Think Zero Trust … but for Software Artifacts -- Zero trust tends to refer to people inside and outside of a firewall. In software supply chains we’re dealing with code, build systems or artifacts that get built. These are binaries, these are container images, these are Python, Javascript and Java packages. Right now, most organizations place controls at the perimeter of their source code or artifact repositories, implicitly trusting everything that makes its way in. This is the opposite of zero trust! Zero trust supply chains trust artifacts based on how they were built, by whom, and what code is inside them. So if you want to get rid of these firewalls and allow lists and trusted registries--then you have to be able to trace artifacts back to where they came from. Artifacts don’t have names, they’re not people, they can’t tell you who they are, so you need to be able to create policies based on where these artifacts come from, how they were built, who reviewed the source code, and those kinds of details. Ultimately your goal is a zero trust software supply chain--meaning, every artifact can be verifiably traced back to the source code and hardware it was built on. 

Now Lock Down Your Build Systems! -- What needs to happen next is you need to start treating our build environments like production environments. You spend all this time protecting our run-times, then deploy to them using amateur tooling … unpatched Jenkins boxes sitting under someone’s desk that no one is looking after. It’s like one of those movies where they build a big expensive vault and then someone sneaks in through the food cart. As an industry, we’ve gotten so good at protecting our infrastructure that attackers have looked at the next easiest way in which happens to be through the supply chain - the doorways we’ve left open. Instead of attacking one company--if they’ve done a good job of protecting themselves--you can find a vendor they use, or an open source dependency, or a library, and then pivot to all of their customers. Your build system should be at least as secure as your production environment. SLSA (a best practice framework for software supply chain security) will get you started with critical steps securing your build process.

Sign your base images and binary code
--With your build process better secured, your next step is embracing signing and verifying your code and artifacts. This is a cornerstone in the guidance that the National Security Agency (NSA), Cybersecurity and Infrastructure Security Agency (CISA), and Office of the Director of National Intelligence (ODNI) recently emphasized in their “Securing the Software Supply Chain for Developers” report. Open source projects like Sigstore are bringing chain-of-custody records for software artifacts into build systems and programming language registries. 

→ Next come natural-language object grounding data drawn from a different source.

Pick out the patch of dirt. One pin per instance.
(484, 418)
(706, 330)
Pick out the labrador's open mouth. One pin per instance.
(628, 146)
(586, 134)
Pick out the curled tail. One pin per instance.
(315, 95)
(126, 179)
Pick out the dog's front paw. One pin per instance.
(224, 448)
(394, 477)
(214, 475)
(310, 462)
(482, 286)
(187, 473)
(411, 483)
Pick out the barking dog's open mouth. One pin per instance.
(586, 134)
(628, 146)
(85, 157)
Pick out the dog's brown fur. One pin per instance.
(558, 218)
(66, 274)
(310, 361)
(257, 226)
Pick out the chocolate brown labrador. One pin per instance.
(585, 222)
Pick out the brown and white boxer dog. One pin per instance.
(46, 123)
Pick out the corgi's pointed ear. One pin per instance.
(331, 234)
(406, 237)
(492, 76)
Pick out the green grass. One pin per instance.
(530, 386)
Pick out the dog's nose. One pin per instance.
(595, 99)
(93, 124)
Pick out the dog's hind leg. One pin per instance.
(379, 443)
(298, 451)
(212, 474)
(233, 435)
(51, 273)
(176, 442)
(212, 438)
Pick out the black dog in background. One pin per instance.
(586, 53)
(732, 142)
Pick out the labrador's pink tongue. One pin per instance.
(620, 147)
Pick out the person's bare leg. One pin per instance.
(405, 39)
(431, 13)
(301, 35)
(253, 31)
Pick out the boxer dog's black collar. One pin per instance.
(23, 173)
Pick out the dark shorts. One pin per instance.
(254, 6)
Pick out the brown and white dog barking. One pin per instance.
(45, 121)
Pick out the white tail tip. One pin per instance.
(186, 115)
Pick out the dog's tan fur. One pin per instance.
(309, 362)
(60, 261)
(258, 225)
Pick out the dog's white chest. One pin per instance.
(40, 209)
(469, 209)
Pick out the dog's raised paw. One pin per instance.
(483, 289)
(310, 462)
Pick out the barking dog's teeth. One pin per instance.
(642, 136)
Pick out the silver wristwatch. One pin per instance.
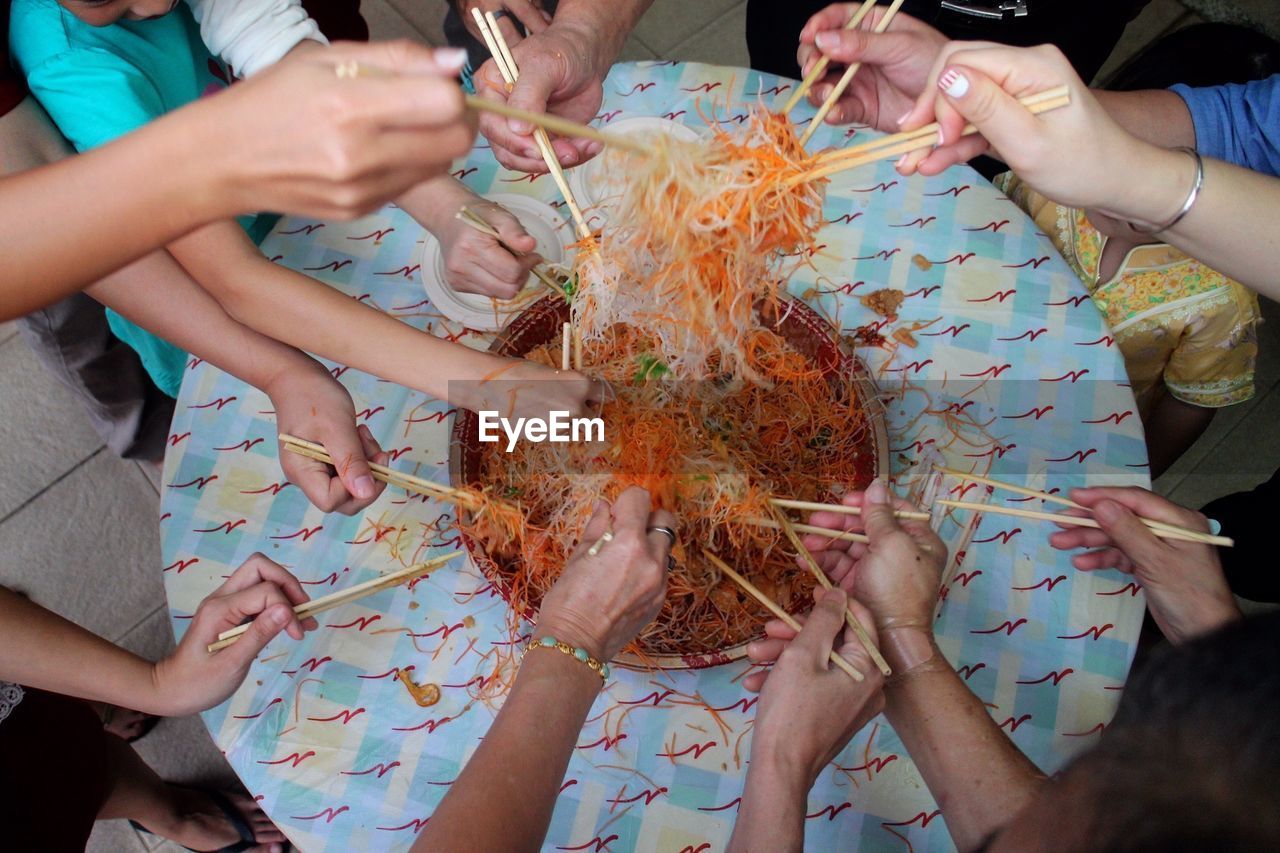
(990, 9)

Now You Can Start Thinking About Provenance--If you haven’t heard the term provenance, it’s the same term in physical supply chains and software supply chains. It represents where something came from. Now that you’re signing your base images and binary code, you can base your security policies on provenance. So instead of basing policy based on where an image is or where an artifact is, you want to base your policy on where it came from and how it was produced. And you want to capture this at every step of the build. Builds are recursive, builds have multiple steps. This applies to dependencies as well--so you have to do it recursively. You can’t do it once at the very end. This applies to every single step, every single piece--the source code, the build process, the publication process, everything. When you sum all this up you get a system where you can trust what the artifact is and where it came to be, not just where it is in our environment.

Editor's note from original source, TechCrunch: After this article published, we received the following statement on behalf of SolarWinds: "While it's accurate that thousands downloaded the malware, SolarWinds announced 'the actual number of customers who were hacked through SUNBURST to be fewer than 100.' This number is consistent with estimates previously released by the White House."